The Times-Herald was able to speak with the Hall of Famer prior to his guest appearance at the dinner, where a variety of topics were discussed, including him wearing a toque and play outdoor shinny with kids on his days off when he played in Calgary and Toronto.
Gilmour donned three Original Six jerseys in his 20-year career, but he ended as one of the most recognizable Toronto Maple Leafs ever.
He also once played for the Leafs’ hatred rival, the Montreal Canadiens.
“Both were different. The ownership was phenomenal. That was with George Gillette at the time,” said Gilmour on his time in Montreal. “I think the Toronto people were a little shocked, but they got over that.”
The Leafs did get over it as he returned for a second stint in Toronto before retiring in 2003.
He laced up the skates again as he played in the alumni game as a member of the Leafs at Comerica Park prior to the Winter Classic on New Years.
“It was really cool to play in something like that,” Gilmour said.
Since retiring from playing, Gilmour has turned his attention to helping young players reach their dreams of becoming professional hockey players.
He was the head coach for three seasons before taking on the reins of general manager of the Kingston Frontenacs of the Ontario Hockey League (OHL).
“Kingston came calling,” Gilmour said. “ It felt right because it was my home town.”
It wasn’t an easy transition in the beginning, but it looks like the team will be in the playoffs in back-to-back years.
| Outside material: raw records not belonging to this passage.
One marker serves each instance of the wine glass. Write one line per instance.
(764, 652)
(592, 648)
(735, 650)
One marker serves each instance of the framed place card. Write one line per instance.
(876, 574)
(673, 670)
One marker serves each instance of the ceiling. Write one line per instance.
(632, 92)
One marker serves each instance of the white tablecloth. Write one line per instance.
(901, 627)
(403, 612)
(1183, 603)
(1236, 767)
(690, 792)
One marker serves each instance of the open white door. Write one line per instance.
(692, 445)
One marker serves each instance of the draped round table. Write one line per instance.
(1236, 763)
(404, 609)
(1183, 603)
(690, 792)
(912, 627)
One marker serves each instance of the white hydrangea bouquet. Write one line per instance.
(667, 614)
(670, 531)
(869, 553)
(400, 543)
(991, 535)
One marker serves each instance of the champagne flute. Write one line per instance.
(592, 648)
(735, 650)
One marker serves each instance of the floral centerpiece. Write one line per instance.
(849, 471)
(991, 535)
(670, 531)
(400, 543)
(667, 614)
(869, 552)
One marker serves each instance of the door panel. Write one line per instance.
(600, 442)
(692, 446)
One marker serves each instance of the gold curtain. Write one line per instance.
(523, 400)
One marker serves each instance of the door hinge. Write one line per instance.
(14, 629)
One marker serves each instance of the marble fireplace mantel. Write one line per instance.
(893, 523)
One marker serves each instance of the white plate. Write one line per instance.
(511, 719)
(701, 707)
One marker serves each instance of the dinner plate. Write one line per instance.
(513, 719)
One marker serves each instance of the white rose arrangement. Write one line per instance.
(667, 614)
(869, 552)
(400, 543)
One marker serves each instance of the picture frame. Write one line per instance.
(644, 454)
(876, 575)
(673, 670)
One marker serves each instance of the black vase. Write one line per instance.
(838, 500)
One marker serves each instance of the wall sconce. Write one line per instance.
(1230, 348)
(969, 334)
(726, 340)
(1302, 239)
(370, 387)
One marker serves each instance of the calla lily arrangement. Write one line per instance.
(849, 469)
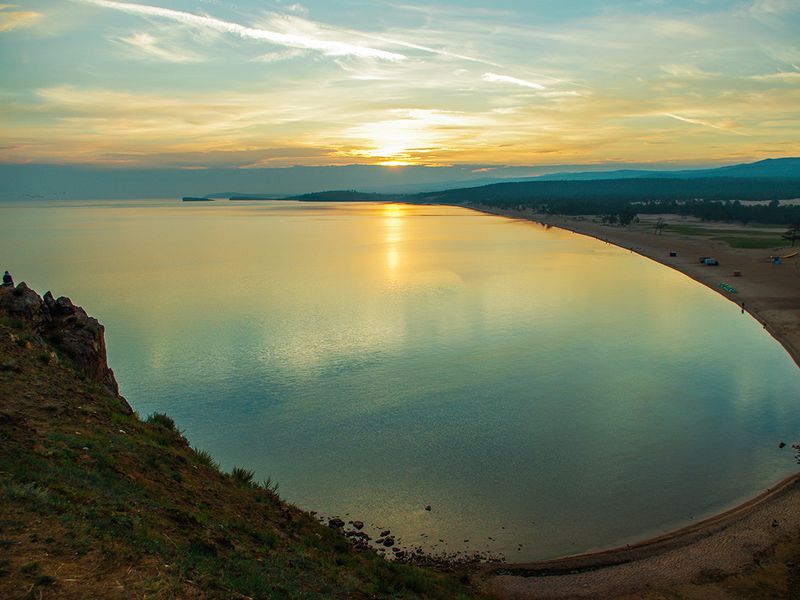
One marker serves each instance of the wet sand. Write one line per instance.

The Frontenacs currently sit in fourth place in the Eastern Conference of the OHL.
“It is a difficult job, especially in training camp when you have to cut kids or you have to trade kids,” he said. “ The rewarding side is that some of these kids finish junior and move on to the university programs and you see them excel at school and hockey and see the ones that move on to the NHL or AHL. You see them live their dream. That is very rewarding.”
Now that he has been with the club for six years, Gilmour might be eyeing up another opportunity.
“This year, my contract is up. I am not too sure. I have been offered to go back to Kingston for at least three more years. I am contemplating coaching again somewhere else ... it would be in Europe. I am just looking at it right now. I have a meeting coming up to hear them out and see what it is all about,” stated Gilmour. “I wasn’t even thinking about it. This came out of nowhere. This is where I am at right now, but I don’t want to get ahead of it. It could be a pipe dream as well. I am just going to sit back and listen to what they have to say. Probably if it is for real, I will make a decision in a month-and-a-half.”
Time will tell where the Stanley Cup champion will end up, but for a person who was always told he was too small to make it, is now making the most of his experience.
“I might need a new challenge,” he said.